Further enhancements you might make:

  1. Some extra security would be wise, e.g. process the argument with a C++ script before passing it to grep, check your PATH, etc.

  2. Consider also where there are spaces in the argument (multiple search words), etc.

  3. If you have more than 2 levels of web pages you may write them out explicitly as   */*/*html etc., or get a recursive grep, or use recursive find first to build the filespec:
    cd /users/homes/me/public_html
    
    filespec=`find . -type f -name "*html" | tr '\n' ' '`
    
    grep -i "$argument" $filespec
    
    Since each search will be using the same file list, it would be more efficient to pre-build the list once, and cache it in a file, and then:
    read filespec < filelist.txt
    
    grep -i "$argument" $filespec
    
    (I hope you realise that a heavy-duty search engine would go further and pre-index all the files in advance, rather than grep-ing them on the spot. But simple grep is alright for a personal website.)

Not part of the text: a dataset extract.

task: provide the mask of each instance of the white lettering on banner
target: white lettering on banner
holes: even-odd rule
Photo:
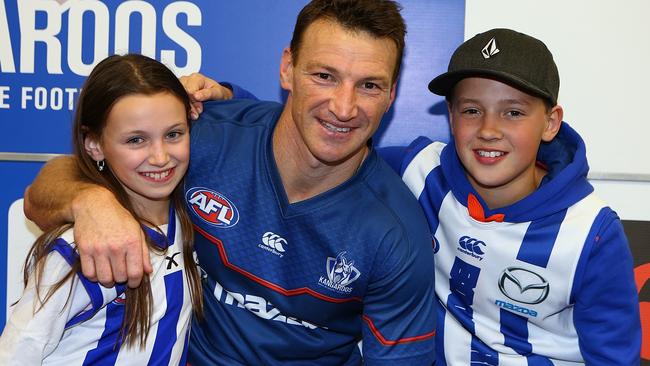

  4. You might of course like to tidy up the output, in particular so that someone can actually click on the page(s) returned.

  5. The pages are not ranked in order of relevance, but only in the order in which grep finds them. How would you solve this?



But the principle is that in Shell you can rustle up a quick search engine for your personal pages, or any subset of them, in an afternoon. e.g. My search engine in about 55 lines of Shell (with a C++ input pre-processor for security) has all of the above enhancements and searches only a carefully defined subsection of my site.


Exercise - Make this an ordinary offline script with args (not a CGI script) that constructs an offline output web page.